Cloud creates new requirements

Cloud differs from traditional system deployments, and new management requirements arise. One of the big challenges is to retool traditional software distribution and payment models.

"VMware has been moving away from server- and device-based licensing toward subscription services for its management tools," said Lauren E. Nelson, principal analyst at Forrester.

Many products are available in either structure, but transitioning between them sometimes requires customers to pay for two services.

In addition, new cloud-specific demands have arisen. A range of products that help businesses monitor usage, manage costs, allocate network resources, automate deployments, provide analytics and secure data transfers in a multi-cloud world can enhance cloud computing with VMware. VMware Cost Insight helps IT analyze cloud spend, find savings opportunities and communicate the cost of services to the business.

VMware builds partnerships for cloud initiatives

Businesses are increasingly moving workloads from on premises to the public cloud. Respondents to a 2017 EMA survey planned to move 19% of their on-premises applications to a public cloud within 12 months.

VMware recently forged alliances with leading public cloud providers, such as Amazon Web Services (AWS). In August, the two vendors released VMware Cloud on AWS, which enables enterprises to run VMware Cloud Foundation on AWS. Businesses can manage AWS VMware workloads with the same tools used on premises. The agreement also provides VMware customers with high performance and latency that matches native AWS, Nelson said.

The company also has a partnership with IBM to support its cloud initiatives. IBM is delivering VMware Cloud Foundation as a service, which supports VMware vSphere for storage, networking virtualization with VMware NSX and lifecycle automation with VMware SDDC Manager.

Also, Microsoft is working with VMware partners to offer a bare-metal service that will run VMware stacks on Azure hardware.

A growing focus on developers

Cloud is changing the way companies purchase computer services.
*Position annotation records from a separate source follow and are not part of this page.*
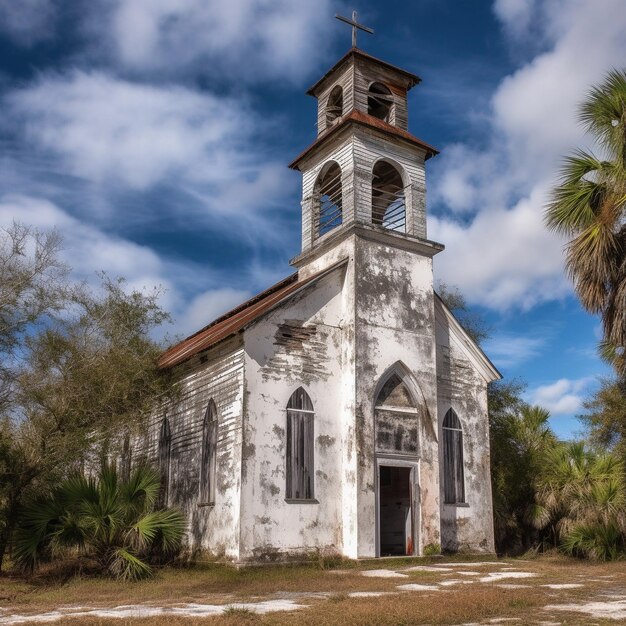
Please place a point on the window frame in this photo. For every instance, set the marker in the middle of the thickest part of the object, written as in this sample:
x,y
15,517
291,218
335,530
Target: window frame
x,y
453,461
165,460
306,444
208,459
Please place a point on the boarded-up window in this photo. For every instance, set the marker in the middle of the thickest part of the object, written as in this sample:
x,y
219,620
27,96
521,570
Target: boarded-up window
x,y
300,447
396,419
379,101
453,478
126,458
209,455
388,198
334,107
165,445
329,199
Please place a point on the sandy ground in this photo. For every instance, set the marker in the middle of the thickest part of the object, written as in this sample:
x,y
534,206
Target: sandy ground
x,y
542,591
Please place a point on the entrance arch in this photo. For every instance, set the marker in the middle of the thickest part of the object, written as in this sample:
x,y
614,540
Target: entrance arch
x,y
397,415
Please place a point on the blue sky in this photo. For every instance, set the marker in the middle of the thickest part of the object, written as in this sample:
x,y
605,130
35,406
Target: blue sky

Many firms emphasize developers' needs more than operation requirements to deliver software upgrades quickly and easily.

Increasingly, enterprises are building cloud-only applications, and these services often don't include a virtualization layer.

Increasingly, enterprises are building cloud-only applications, and these services often don't include a virtualization layer. Developers are interested in new technology based on management frameworks like Kubernetes rather than legacy management solutions.

In November 2017, the vendor announced VMware Pivotal Container Service, which enables enterprises to deploy and operate container services, including Kubernetes, on VMware vSphere. VMware and Pivotal developed this service in collaboration with Google Cloud Platform.

VMware's strength is in its virtualization software and management tools. The demand for cloud computing with VMware is forcing the company to move out of its comfort zone.